As others have said, try some different beans for starters. There were some good recommendations on other threads today.


----------



## Hibbsy (Jan 8, 2017)

Union revelation blend are good beans for crema.


----------



## Daren (Jan 16, 2012)

Hibbsy said:


> Union revelation blend are good beans for crema.


What's with the crema? I don't get it?


----------



## Hibbsy (Jan 8, 2017)

Daren said:


> What's with the crema? I don't get it?


Well as you posted earlier taste is the most important, for me too, But for some reason for a few of my mates the look is most important. This blend gave good results for both taste and crema.


----------



## Stevie (Nov 18, 2015)

Crema isn't everything, but you'll struggle with beans such as yours as they are not fresh. For the best crema you want beans that have been roasted less than 2 weeks before use, and you should have adjusted your equipment so you can hit a good recipe - for example 15g in, 30g out in 30 seconds. A slower extraction (but not too slow) will typically give you a good crema.

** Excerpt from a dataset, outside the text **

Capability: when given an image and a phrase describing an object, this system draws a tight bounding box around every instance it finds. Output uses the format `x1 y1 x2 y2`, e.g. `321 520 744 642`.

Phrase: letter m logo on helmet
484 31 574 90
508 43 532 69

Taste is the most important thing! Looking at your picture you might not have a very good espresso to milk ratio (too much milk) as the colour is very light.


----------



## NickdeBug (Jan 18, 2015)

Try taking a teaspoon and scooping crema off the top of your espresso.

Taste and then think whether or not you want more of it.

If you like your traditional ristretto type coffee then worth ordering some Italian Job from Rave Coffee. It's cheap and easy to work with.

Your new grinder might work for some brewed coffee but will probably struggle with espresso.


----------



## Mrboots2u (May 10, 2013)

And your coffee is nearly two months old, is that's the roast date and not a best before .


----------



## urbanbumpkin (Jan 30, 2013)

Mrboots2u said:


> And your coffee is nearly two months old, is that's the roast date and not a best before .


I think the MFD date is the date it's packaged....could wrong. Get some other beans though


----------



## nightslayer (May 29, 2016)

To be fair the presence of crema is an indicator of a decent extraction - i.e. if you don't have it that's a pretty darn clear indication you're doing something wrong. But yes, the age of the beans are crucial to the quality of your extractions (think of these as organic matter much like how your fruit will have an expiration date), also the grinder which breaks the beans down - it's about evenness of grind and not just how fine the grinder can go that differentiates espresso-capable grinders (you're looking minimally at an Iberital MC5, Rocky Rancilio/Gaggia MDF (that's pushing it some though I managed with that for a good long while), Sage Dose Control) from non espresso-capable grinders. If you lack either you really won't be able make decent-tasting espresso.. and this is coming from my severely (I tried doing without a fitting tamper for a while) budget-constrained perspective.


----------



## Mrboots2u (May 10, 2013)

Lack of crema doesn't always mean poor extraction . Crema can be robusta built for example or made through a pressurised portafilter . Some light roasted African coffees can be tasty but won't produce huge crema , so it's not a one rule fits all. Sometimes lack of crema can indicate a lack of freshens for certain coffees but it's not a given .

In this case the coffee could not be fresh but I wouldn't say it's a given rule for all coffees to have Guinness crema porn .

@nightslayer


----------



## NonnaRose (Aug 8, 2021)

coder said:


> Hi guys,
> 
> I am Kieran and I am new to the forums.
> 
> Today I purchased a Sage The Duo Temp Pro BES810BSSUK. I also purchased De'Longhi KG79 Professional Burr Grinder. I am using Lavazza Super Crema Coffee Beans. MFD Date says 15/03/2017...


I have a new Sage Bambino Plus, use Pact ready ground, and get very little crema. My old Ascaso machine, with the same coffee, made loads of crema consistently. I'm not impressed with Sage at all. Even the cheaper DeLonghi Dedica did better.


----------



## Rincewind (Aug 25, 2020)

NonnaRose said:


> ...My old Ascaso machine...


Which model of Ascaso ?


----------